Pubblicato il 29 luglio 2021, nella seduta n. 353

PESCO , CORBETTA , LANZI , ROMANO , VANIN , GALLICCHIO , DELL'OLIO , MONTEVECCHI , ANASTASI , TRENTACOSTE , PAVANELLI , D'ANGELO , MAUTONE , CROATTI , PRESUTTO , CASTALDI - Al Ministro dell'economia e delle finanze. -

Premesso che:

nel corso dell'audizione presso la Commissione parlamentare di inchiesta sul sistema bancario e finanziario del 20 luglio 2021, il direttore generale dell'IVASS, dottor Stefano De Polis, ha dichiarato che "il contrasto al fenomeno delle polizze dormienti a tutela dei diritti dei beneficiari si è fondato sino ad oggi su rilevazioni massive e incrocio di milioni di codici fiscali da parte di IVASS con l'Anagrafe tributaria, sulla conseguente messa a disposizione delle imprese delle relative risultanze, e la successiva, talvolta non semplice, individuazione e ricerca dei beneficiari";

il fenomeno delle polizze dormienti si verifica sia per il fatto che la compagnia di assicurazione può non essere informata del decesso dell'assicurato, sia perché i beneficiari possono non essere al corrente dell'esistenza della polizza vita;

considerato che:

l'articolo 3, comma 1-bis del decreto del Presidente della Repubblica del 22 giugno 2007, n. 116, introdotto dall'articolo 20-quinquies del decreto-legge 23 ottobre 2018, n. 119 stabilisce che le imprese di assicurazione verificano, entro il 31 dicembre di ciascun anno, tramite servizio di cooperazione informatica con l'Agenzia delle entrate, esclusivamente per i dati strettamente necessari, l'esistenza in vita degli assicurati delle polizze vita, contro gli infortuni e titolari di prodotti di investimento assicurativo di cui all'articolo 1, comma 1, lettera ss-bis), del codice delle assicurazioni private, di cui al decreto legislativo 7 settembre 2005, n. 209;

non essendo ancora attivata la convenzione informatica con l'Agenzia delle entrate, le imprese di assicurazione trasmettono ad IVASS l'elenco dei codici fiscali degli assicurati; l'IVASS trasmette all'Agenzia delle entrate l'elenco dei codici fiscali per i quali viene verificata l'esistenza in vita mediante l'Anagrafe tributaria; l'Agenzia delle entrate ritrasmette all'IVASS l'elenco dei deceduti, che viene trasmesso alle singole imprese di assicurazione, le quali provvedono ad individuare i beneficiari e a comunicare loro la procedura per la corresponsione della somma assicurata;

nonostante il procedimento sia particolarmente farraginoso e poco efficiente, il primo incrocio di dati, effettuato a gennaio 2018, ha riguardato 6,9 milioni di codici fiscali.

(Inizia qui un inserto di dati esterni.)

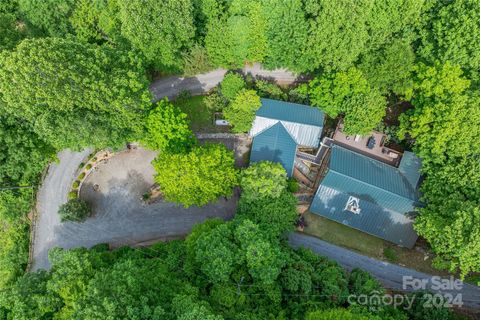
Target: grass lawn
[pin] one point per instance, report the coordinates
(368, 245)
(201, 119)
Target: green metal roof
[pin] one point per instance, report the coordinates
(276, 145)
(410, 166)
(385, 195)
(292, 112)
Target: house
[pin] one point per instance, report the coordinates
(280, 128)
(370, 195)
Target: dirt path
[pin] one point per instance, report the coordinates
(120, 217)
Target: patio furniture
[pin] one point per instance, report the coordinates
(371, 142)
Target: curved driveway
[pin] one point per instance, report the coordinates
(132, 223)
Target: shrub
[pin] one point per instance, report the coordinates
(197, 177)
(263, 179)
(231, 85)
(215, 102)
(390, 254)
(270, 90)
(240, 113)
(196, 61)
(74, 210)
(292, 185)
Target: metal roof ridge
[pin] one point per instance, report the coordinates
(379, 162)
(374, 186)
(266, 128)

Dall'esame sono emersi: 153.000 decessi non noti alle compagnie, cui è seguita la richiesta di "risvegliare" 208.863 polizze (ovvero pagarle ai relativi beneficiari), per un totale di 3,8 miliardi di euro;

considerato, altresì, che alla plusvalenza tra capitale maturato e premio versato si applica un'imposta sostitutiva del 26 per cento e lo Stato ha, pertanto, tutto l'interesse affinché le polizze non restino "dormienti" per anni,

si chiede di sapere:

se il Ministro in indirizzo sia a conoscenza dei fatti esposti e quali azioni intenda intraprendere per attivare il servizio di cooperazione informatica con l'Agenzia delle entrate, che permetterebbe alle compagnie assicuratrici di accedere direttamente e tempestivamente ai dati anagrafici dei loro clienti, per accertarne l'esistenza in vita e, in caso di decesso, attivare senza indugio le operazioni di rimborso delle polizze vita dormienti;

se, senza ledere la competenza e le prerogative dell'IVASS, non intenda attivare verifiche, anche per il tramite della Guardia di finanza, sull'effettiva esecuzione dei versamenti, da parte delle compagnie, verso i beneficiari delle polizze risvegliate o in alternativa al fondo pubblico CONSAP per le polizze prescritte e per le quali i beneficiari non sono stati rintracciati.